Trials / Completed
CompletedNCT03820232
Intraoperative Body Core Temperature Monitoring: Oesophageal Probe vs Heated Controlled Servo Sensor
Intraoperative Body Core Temperature Monitoring in Patients Undergoing Major Abdominal Surgery: Comparison Between the Oesophageal Probe and the Heated Controlled Servo Sensor
- Status
- Completed
- Phase
- —
- Study type
- Observational
- Enrollment
- 100 (actual)
- Sponsor
- Careggi Hospital · Academic / Other
- Sex
- All
- Age
- 18 Years
- Healthy volunteers
- Not accepted
Summary
Monitoring of intraoperative core temperature is essential for patient safety, reducing the risk of perioperative hypothermia. A recently developed measuring system, SpotOn® (3M, St. Paul, MN), measures the core temperature in a non-invasive manner. Its accuracy in patients undergoing general surgery has not been investigated yet. The study was aimed at comparing the accuracy of the SpotOn® in comparison with the oesophageal probe which is considered the current standard in our care units.
Detailed description
Monitoring of intraoperative core temperature is essential for patient safety, reducing the risk of perioperative hypothermia.

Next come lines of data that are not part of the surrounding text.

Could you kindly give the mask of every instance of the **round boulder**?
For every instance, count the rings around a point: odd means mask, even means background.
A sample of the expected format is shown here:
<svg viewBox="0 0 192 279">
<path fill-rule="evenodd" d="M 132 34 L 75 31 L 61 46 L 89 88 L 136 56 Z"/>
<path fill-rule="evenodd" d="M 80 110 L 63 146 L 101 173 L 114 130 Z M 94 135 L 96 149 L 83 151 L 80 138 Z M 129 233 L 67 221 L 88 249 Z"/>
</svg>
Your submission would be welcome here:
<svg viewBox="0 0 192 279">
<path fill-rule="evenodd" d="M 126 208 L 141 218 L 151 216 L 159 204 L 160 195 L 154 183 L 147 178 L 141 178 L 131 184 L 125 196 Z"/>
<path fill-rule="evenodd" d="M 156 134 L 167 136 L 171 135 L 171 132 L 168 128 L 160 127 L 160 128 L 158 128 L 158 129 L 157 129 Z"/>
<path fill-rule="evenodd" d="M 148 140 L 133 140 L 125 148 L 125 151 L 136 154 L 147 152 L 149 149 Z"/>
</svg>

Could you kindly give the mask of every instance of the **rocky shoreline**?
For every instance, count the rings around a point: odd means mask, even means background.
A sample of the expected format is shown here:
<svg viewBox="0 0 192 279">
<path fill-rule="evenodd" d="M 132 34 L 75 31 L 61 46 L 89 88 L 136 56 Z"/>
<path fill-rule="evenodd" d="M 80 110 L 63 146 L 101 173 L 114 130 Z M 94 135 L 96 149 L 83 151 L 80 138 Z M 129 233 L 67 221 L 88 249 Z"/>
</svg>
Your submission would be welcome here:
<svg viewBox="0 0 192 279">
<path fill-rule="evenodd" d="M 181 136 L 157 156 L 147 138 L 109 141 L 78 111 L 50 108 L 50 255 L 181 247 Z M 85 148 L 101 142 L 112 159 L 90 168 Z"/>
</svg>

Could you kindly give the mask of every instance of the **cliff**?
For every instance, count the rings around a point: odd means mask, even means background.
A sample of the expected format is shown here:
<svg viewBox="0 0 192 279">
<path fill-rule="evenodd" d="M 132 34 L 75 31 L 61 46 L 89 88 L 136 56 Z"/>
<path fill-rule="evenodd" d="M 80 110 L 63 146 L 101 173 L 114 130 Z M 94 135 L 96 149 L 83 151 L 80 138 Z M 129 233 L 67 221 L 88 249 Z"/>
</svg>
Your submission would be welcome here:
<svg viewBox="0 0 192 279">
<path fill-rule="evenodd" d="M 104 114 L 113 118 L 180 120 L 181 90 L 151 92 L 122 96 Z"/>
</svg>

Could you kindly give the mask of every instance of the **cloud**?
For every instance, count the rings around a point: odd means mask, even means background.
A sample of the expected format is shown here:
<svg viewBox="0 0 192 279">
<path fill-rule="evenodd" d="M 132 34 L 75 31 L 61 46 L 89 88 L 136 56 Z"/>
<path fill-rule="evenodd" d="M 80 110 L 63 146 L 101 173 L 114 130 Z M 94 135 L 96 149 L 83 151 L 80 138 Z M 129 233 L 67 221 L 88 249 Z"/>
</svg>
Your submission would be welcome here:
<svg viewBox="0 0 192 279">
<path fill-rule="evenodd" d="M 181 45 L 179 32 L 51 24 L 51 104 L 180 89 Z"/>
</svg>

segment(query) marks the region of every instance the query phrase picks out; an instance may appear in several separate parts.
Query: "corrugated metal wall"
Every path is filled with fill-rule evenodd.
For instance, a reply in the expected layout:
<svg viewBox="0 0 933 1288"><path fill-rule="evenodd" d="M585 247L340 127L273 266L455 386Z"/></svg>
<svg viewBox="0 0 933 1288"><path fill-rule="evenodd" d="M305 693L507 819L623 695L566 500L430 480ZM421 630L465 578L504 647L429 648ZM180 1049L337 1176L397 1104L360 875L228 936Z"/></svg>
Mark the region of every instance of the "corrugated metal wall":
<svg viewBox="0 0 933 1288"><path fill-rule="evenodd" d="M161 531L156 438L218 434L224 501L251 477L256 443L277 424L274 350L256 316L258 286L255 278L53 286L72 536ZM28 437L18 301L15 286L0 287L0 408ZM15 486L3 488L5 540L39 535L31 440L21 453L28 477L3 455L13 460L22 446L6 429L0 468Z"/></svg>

A recently developed measuring system, SpotOn® (3M, St. Paul, MN), measures the core temperature in a non-invasive manner. Its accuracy in patients undergoing general surgery has not been investigated yet. The study was aimed at comparing the accuracy of the SpotOn® in comparison with the oesophageal probe which is considered the current standard in our care units. In this study, patients who were candidates for major or urological surgery will be considered eligible for enrollment. The core body temperature will be thus measured with both a single-use oesophageal probe and a SpotOn® heated controlled servo sensor.
Conditions
Interventions
| Type | Name | Description |
|---|---|---|
| DEVICE | temperature monitoring | In every patient observed in this prospective observational study, body core temperature will be contemporaneously monitored through the oesophageal probe and the heated controlled servo sensor. Both are routinely used for this purpose in clinical practice |
Timeline
- Start date
- 2018-03-01
- Primary completion
- 2018-08-01
- Completion
- 2019-01-01
- First posted
- 2019-01-29
- Last updated
- 2023-08-30
Locations
1 site across 1 country: Italy
Regulatory
- FDA-regulated device study
Source: ClinicalTrials.gov record NCT03820232. Inclusion in this directory is not an endorsement.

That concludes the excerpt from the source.